The next five women to snag diamond pendants included: 2011 Steamtown Marathon runner-up Samantha Snead (3rd, 56:23) of Moscow, PA; Bethlehem’s Lauretta Dezubay (4th, 57:27); triathlon standout Jonna Trexler (5th, 57:41) of Emmaus in her Berwick debut; with Samantha Snukis (6th, 58:24) of St. Clair just a few ticks up on Ithaca, NY’s Stephanie Lalos (7th, 58:29).

Age-group diamond winners for the men included: Sean Robbins of Shavertown (first over-40, 51:44); veteran road warrior and former Millersville star Greg Cauller (first over-50, 53:48); and Rick Platt--who journeyed all the way from Williamsburg, VA—who captured the 60-plus award in 1:01:21.

Age-group diamond winners for the women included: Amy Rome (first over 40, 1:02:44) of Dallas, PA; Lynda DeBoer—who upheld the Canadian tradition at Berwick this year by clinching the women’s 50-plus in 1:04:25; and Barbara Zeske of Hanover Township, PA (first over 60, 1:21:53).

First finishers from the town of Berwick were Michael Lisnock Jr. (52:09) and Gettysburg College standout Alexandria Bull (1:01:40).

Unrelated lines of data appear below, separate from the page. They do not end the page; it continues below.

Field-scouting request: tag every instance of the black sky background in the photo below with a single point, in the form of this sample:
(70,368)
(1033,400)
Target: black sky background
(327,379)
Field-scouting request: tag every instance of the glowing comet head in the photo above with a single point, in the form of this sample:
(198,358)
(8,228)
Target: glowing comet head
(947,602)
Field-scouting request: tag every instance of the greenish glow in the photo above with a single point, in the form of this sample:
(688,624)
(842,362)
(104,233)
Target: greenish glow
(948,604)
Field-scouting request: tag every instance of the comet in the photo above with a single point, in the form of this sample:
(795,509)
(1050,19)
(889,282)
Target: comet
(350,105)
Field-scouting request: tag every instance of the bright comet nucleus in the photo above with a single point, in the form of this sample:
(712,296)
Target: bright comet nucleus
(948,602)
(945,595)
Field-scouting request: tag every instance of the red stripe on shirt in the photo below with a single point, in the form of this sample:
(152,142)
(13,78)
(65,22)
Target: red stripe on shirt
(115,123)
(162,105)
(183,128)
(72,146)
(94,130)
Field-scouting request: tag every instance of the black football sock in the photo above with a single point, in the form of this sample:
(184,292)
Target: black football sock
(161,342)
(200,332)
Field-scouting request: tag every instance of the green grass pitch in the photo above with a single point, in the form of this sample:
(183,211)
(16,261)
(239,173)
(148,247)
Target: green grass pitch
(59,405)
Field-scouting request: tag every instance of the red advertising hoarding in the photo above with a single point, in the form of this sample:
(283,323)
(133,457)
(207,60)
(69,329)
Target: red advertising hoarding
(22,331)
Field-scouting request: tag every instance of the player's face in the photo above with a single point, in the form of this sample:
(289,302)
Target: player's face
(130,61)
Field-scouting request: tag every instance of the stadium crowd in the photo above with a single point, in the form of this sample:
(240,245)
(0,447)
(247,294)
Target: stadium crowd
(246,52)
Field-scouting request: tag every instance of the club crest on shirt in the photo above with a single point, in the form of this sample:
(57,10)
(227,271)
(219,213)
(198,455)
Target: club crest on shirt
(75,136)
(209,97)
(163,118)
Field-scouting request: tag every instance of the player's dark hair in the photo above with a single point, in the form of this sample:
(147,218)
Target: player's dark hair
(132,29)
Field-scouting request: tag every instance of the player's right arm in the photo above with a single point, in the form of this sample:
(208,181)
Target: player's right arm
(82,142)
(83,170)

A few former Run for the Diamonds champions took part in the event, including the always free-spirited Tom Carter (who won in 1976) and Canadian runner Matt Kerr (who won in 2005).

Prior to the actual race, Berwick cross-country coach Bill Bull covered the famous nine-mile route. Recent health issues have prevented Bull from racing (he has 18 local victories and once blasted a PR of 46:59 which would have placed him third overall in this year’s event), but Bull rose to the occasion and finished the tough course on his own terms. It was fitting inspiration for the nearly 1,600 runners whom toed the line for this historic race that dates back to 1908.